Hausaufgaben nicht Elternaufgabe
Mario Zecher, Rektor des Stuttgarter Eberhard-Ludwig-Gymnasiums, ist gegen die generelle Abschaffung der Hausaufgaben. Er führt mit seinen Schülerinnen und Schülern jedoch Feedbackgespräche zum Thema. Zechers Wunschvorstellung wäre eine Schule, die bei den Hausarbeiten individuelle Lösungen bis hin zu begleitetem Lernen zu Hause mit sogenannten Lernprofis anbietet. Leistbar ist das jedoch aus personellen Gründen nicht.

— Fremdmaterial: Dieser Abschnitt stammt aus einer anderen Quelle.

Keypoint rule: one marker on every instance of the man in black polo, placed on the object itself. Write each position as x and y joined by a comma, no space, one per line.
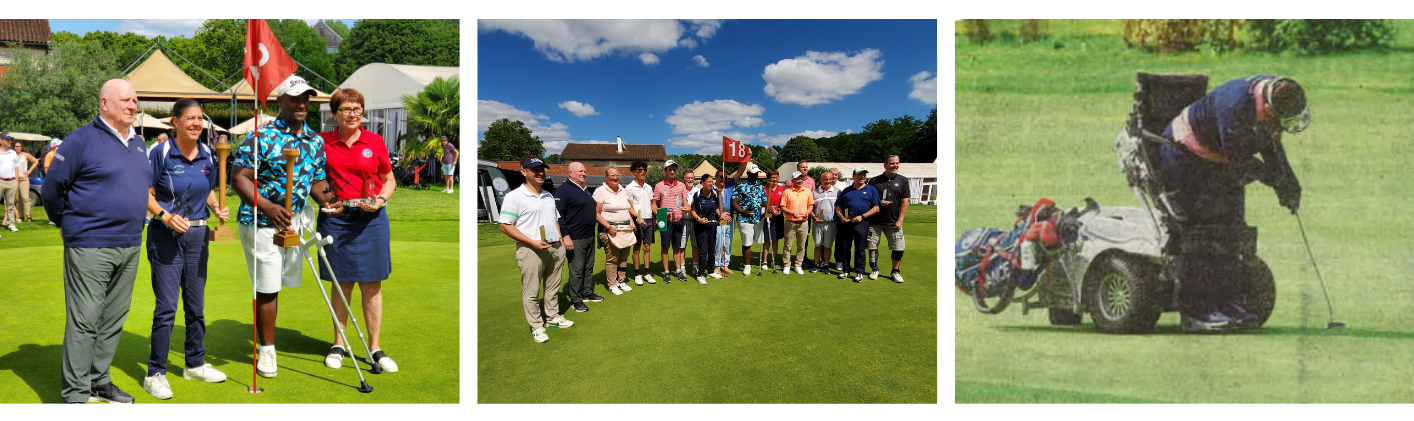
888,222
577,218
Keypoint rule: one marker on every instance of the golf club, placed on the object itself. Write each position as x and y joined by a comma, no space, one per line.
1329,310
318,242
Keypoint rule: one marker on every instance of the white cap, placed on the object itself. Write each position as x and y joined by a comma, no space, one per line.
293,86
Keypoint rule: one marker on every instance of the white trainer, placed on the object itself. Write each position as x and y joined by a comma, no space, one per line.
204,373
266,366
156,384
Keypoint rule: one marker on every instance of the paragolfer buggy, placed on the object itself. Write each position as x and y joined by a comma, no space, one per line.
1116,263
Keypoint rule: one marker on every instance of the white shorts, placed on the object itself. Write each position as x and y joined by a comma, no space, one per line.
823,233
279,266
895,238
751,233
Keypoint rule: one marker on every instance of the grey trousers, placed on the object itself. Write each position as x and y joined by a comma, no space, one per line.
98,290
581,269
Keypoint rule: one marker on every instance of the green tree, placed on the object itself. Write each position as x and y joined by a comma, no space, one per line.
802,149
434,112
508,140
399,41
57,92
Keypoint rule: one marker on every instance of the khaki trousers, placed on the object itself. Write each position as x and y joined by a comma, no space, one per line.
796,233
540,269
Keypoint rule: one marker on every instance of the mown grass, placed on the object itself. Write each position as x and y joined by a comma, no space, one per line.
774,338
420,321
1038,120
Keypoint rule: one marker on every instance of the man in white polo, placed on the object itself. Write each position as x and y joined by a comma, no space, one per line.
530,218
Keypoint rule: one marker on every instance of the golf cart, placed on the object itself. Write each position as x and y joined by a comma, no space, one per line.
1113,263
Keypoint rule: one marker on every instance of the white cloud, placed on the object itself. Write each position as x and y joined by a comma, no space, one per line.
719,115
489,112
586,40
817,78
579,108
166,27
925,88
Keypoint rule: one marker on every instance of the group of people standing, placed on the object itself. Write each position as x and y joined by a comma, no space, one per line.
569,225
103,184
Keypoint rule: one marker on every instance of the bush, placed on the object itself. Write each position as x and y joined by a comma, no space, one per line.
1319,36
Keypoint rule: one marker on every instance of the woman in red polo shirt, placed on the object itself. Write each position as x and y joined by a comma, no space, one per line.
362,180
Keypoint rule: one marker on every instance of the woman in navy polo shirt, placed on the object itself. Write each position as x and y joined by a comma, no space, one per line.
362,180
181,197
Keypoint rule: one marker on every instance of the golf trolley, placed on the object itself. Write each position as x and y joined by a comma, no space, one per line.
1114,263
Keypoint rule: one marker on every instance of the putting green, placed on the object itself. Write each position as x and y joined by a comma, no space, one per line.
419,331
772,338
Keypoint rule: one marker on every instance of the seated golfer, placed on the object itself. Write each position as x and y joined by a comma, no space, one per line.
641,195
888,222
823,216
275,267
706,211
529,216
748,201
796,205
672,194
96,195
183,194
361,255
854,205
1206,165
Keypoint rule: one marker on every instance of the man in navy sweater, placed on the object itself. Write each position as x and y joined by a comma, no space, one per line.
96,194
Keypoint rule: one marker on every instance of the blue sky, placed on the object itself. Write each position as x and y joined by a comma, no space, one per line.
686,84
146,27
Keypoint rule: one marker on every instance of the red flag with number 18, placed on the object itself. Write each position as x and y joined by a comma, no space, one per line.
733,151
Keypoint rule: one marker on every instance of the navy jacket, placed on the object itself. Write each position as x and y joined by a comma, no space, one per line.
96,188
576,208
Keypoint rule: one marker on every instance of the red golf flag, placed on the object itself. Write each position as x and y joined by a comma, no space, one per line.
733,151
266,62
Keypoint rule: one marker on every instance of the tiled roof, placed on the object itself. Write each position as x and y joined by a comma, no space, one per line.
610,151
26,30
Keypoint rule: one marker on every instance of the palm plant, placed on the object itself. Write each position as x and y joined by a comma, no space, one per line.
433,113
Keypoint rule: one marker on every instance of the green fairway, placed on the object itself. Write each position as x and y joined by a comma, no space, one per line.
774,338
419,331
1039,120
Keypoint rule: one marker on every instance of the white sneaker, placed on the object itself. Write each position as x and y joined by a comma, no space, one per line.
156,384
204,373
266,366
335,358
383,360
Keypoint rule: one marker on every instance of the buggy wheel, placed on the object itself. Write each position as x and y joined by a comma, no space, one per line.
1257,291
1064,317
1123,295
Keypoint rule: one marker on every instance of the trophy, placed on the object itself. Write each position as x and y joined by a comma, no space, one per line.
289,238
222,233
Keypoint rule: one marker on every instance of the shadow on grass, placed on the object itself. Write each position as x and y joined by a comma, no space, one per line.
1267,331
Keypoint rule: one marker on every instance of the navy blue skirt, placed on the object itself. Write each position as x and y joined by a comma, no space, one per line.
361,250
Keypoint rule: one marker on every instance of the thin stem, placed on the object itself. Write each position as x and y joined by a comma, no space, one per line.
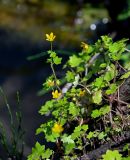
110,114
85,88
51,46
54,76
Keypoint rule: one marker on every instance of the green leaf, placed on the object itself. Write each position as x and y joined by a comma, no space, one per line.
112,89
103,65
39,152
67,139
74,61
69,147
96,113
57,60
90,135
47,107
99,82
105,109
84,127
97,97
102,135
70,76
74,109
110,74
112,155
52,54
126,75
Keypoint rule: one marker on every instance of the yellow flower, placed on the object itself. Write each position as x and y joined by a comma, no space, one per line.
56,94
50,37
50,83
84,45
57,128
82,93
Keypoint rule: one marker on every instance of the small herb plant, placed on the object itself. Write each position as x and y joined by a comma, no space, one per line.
88,111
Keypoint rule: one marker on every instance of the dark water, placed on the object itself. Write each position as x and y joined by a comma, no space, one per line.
19,74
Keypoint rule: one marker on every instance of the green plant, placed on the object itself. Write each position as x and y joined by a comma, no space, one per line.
88,111
14,146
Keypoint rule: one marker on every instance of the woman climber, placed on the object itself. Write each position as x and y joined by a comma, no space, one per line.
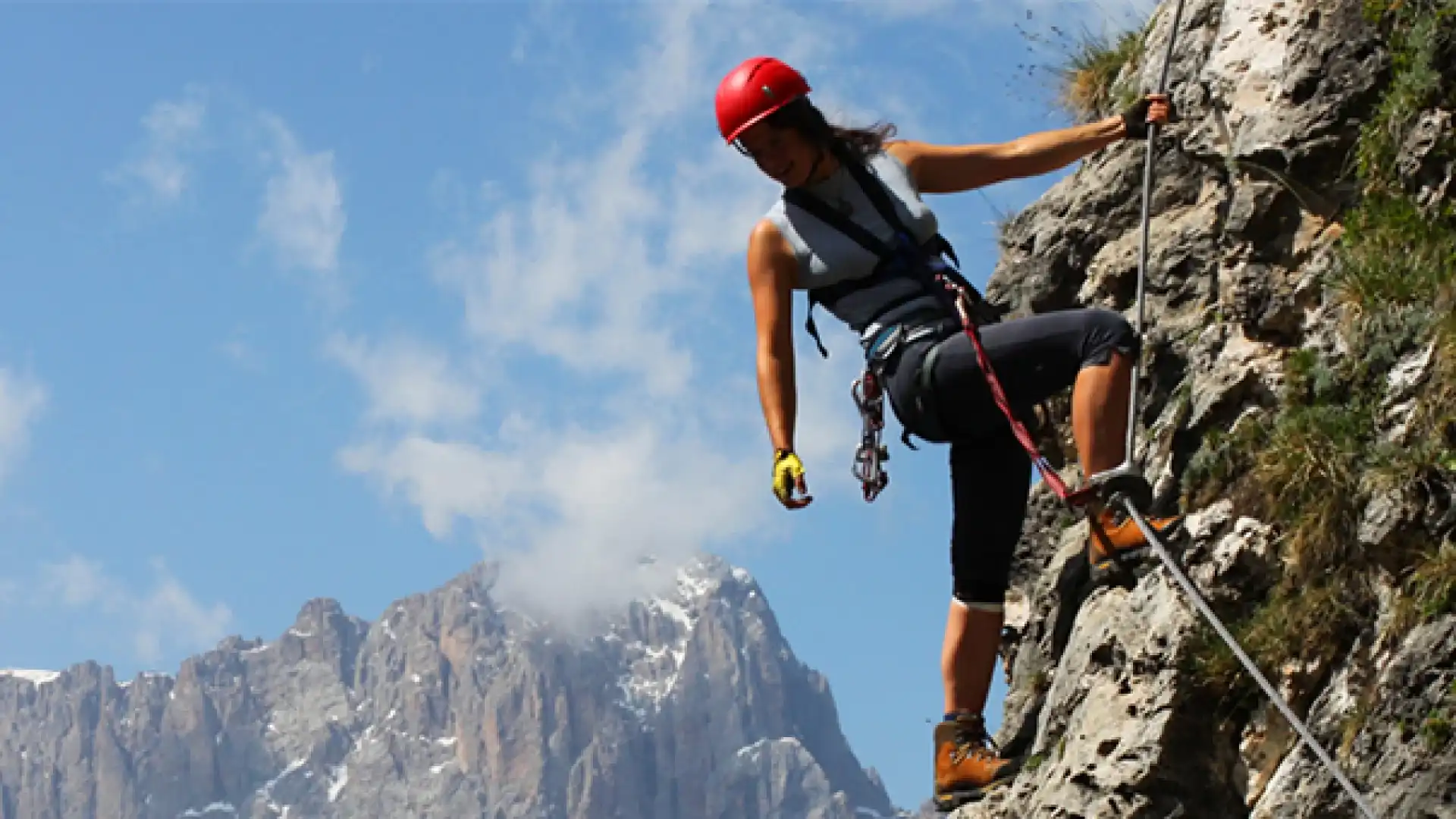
830,235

Sind also doch die Eltern in der Pflicht? Zecher findet es fatal, wenn Eltern die Hausaufgaben ihrer Kinder machen, sei die geleistete Arbeit doch auch Rückmeldung, ob der Lernstoff verstanden wurde. Eltern sind nach Zechers Überzeugung vielmehr dafür zuständig, ihre Kindern durch einen ruhigen Arbeitsplatz, dem Einüben einer regelmäßiger Routine in einem gesetzten Zeitrahmen bei den Hausaufgaben zu unterstützen. Nicht aber inhaltlich.
Hausaufgaben überbewertet
Manfred Birk, Sprecher der Stuttgarter Gymnasialrektorinnen und -rektoren, hält Wisslers Vorschlag für puren Populismus. Er ist überzeugt: kein Schulsystem der Welt könne ohne Vertiefung auskommen. In die Schule verlagerte Lernzeit betrachtet der Pädagoge lediglich als einen Kompromiss, der an der Realität des Mangels an Fachkräften scheitere. Außerdem sei es eine Illusion, dass ein fester Zeitrahmen dem individuellen Lernbedarf einzelner Schüler gerecht werde. Er stimmt seinem Kollegen Zecher zu, wenn er sagt: Hausaufgaben sind so gedacht und sollten auch so gestellt werden, „dass sie auf der Basis des im Unterricht Gehörten und Gelernten, erledigt werden können.“ Hausaufgaben seien keine Aufgaben für Eltern. In der Leistungsbewertung spielten sie zudem eine nachgeordnete Rolle. „Deshalb ist es mit einer Allinklusiv-Hausaufgaben-Lösung nicht getan.“
Für Ulrich Göser, Rektor des Ferdinand-Porsche-Gymnasiums, ist die generelle Abschaffung von Hausaufgaben eine zu pauschaler Ansatz. Angesichts des vielen Nachmittagsunterrichts im Rahmen von G 8 sage er seinem Lehrerkollegium jedoch öfters mal: „Seid ein bisschen zurückhaltend mit Hausaufgaben!“
Schülervertreter gegen Abschaffung
Und wie denken die Schülerinnen und Schüler über Wisslers Vorschlag? Berat Gürbüz, der Vorsitzendes des Landesschülerrats Baden-Württemberg, sieht sehr wohl, dass Hausaufgaben der Vertiefung des Unterrichtsstoffes dienen. Sie generell abzuschaffen, hält er für den falschen Weg. „Wir halten an dem Prinzip fest“, sagt Gürbüz. Er plädiert stattdessen dafür, Schülerinnen und Schülern beim Vertiefen des Stoffes mehr Eigenverantwortung zuzugestehen, damit sie auch für die Zukunft lernen.
Infos
Schwierigkeit
Hausaufgaben, so sagt es eine Verordnung des baden-württembergischen Kultusministerium, müssen in innerem Zusammenhang mit dem Unterricht stehen und sind so zu stellen, dass sie der Schüler ohne fremde Hilfe in angemessener Zeit erledigen kann.
Dauer
Es gibt Empfehlungen, nach denen Erst- und Zweitklässler nicht mehr als eine halbe Stunde Hausaufgaben machen sollen, Dritt- und Viertklässler 60 Minuten, Fünft- und Sechstklässler 90 Minuten.